Researchers report that Cetus uses a new version (v5.5.3) of one of the most popular Monero cryptominers, XMRig. Due to its reputation of often being exploited for malicious purposes, this miner is blacklisted by many cybersecurity applications. Hence, it is not surprising that Cetus' creators have put a lot of effort to obfuscate the cryptominer and prevent unwanted detection.

Malware structure

According to the research, Cetus uses a simple yet effective infection mechanism. The threat will use Masscan to scan subnets for Docker daemons. If it detects these daemons, the malware will use the Docker command-line interface (CLI) tool to send requests to the daemon's REST API.

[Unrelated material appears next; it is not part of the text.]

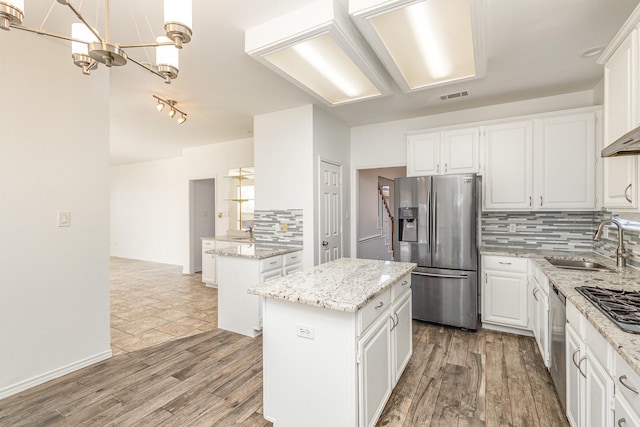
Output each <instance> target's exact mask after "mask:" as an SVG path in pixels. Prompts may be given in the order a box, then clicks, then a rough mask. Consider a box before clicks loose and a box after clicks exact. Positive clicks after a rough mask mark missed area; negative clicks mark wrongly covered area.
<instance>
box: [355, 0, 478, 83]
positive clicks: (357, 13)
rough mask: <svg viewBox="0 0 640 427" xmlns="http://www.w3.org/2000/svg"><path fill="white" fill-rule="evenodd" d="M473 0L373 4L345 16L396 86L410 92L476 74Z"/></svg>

The malware will use the command docker -H <victim> ps -a to make sure that the Docker is exploitable and not infected. It will proceed to run a new container of ubuntu:18.04 from the Docker Hub and will then update the Package Manager list.

The command docker -H <victim> exec <name> apt-get install masscan docker.io will use the updated Package Manager to install Masscan and Docker. The malicious Portainer and docker-cache will then get copied into the container.

Cetus will then attempt to establish persistence by adding itself to /root/.bash_aliases. This operation will allow the malware to run every time the root starts a bash session or the container restarts.

Finally, the command docker -H <victim> restart <name> will restart the container and run Cetus.

Main functions

Cetus has a rather simple architecture. This malware contains only two main functions: miner_start and scan_start.

The miner_start function logs Cetus' actions by opening /var/log/stmp.log. It will also open the cryptominer, which will hijack the victim's computing resources and utilize them to mine Monero.

The core function of Cetus is the scan_start function. It is designed to spread the malware by scanning the subnet. This function will pick a random 16-bit subnet and will run Masscan detect Docker daemons on port 2375. If it finds a target, the function will deploy the Docker CLI tool to start the infection process.

Figure 1: Cetus Infection Mechanism
This diagram illustrates Cetus’ infection mechanism. Source: Palo Alto Networks

Interestingly, for every newly infected Docker, the malware will select a new name for the container. Researchers discovered that Cetus has two lists of eight names each. The malware will pick a random entry from the lists and match them to create unique names for the container.

Figure 2: Container Names
In this image, we can see how Cetus matches list entries to create new container names. Source: Palo Alto Networks

Cetus will run its miner with the name as an argument. As the miner adds itself to the mining pool, the threat actor will receive information about the mining process, which will allow them to classify each individual cryptominer and create statistics about the campaign.

Researchers believe that this managing mechanism is included to establish the foundations for more complex attacks. Furthermore, as Cetus was linked to another cryptojacking campaign that targets AWS credentials and Docker daemons, researchers warn that these new attacks are a part of an alarming trend of sophisticated attacks on the cloud.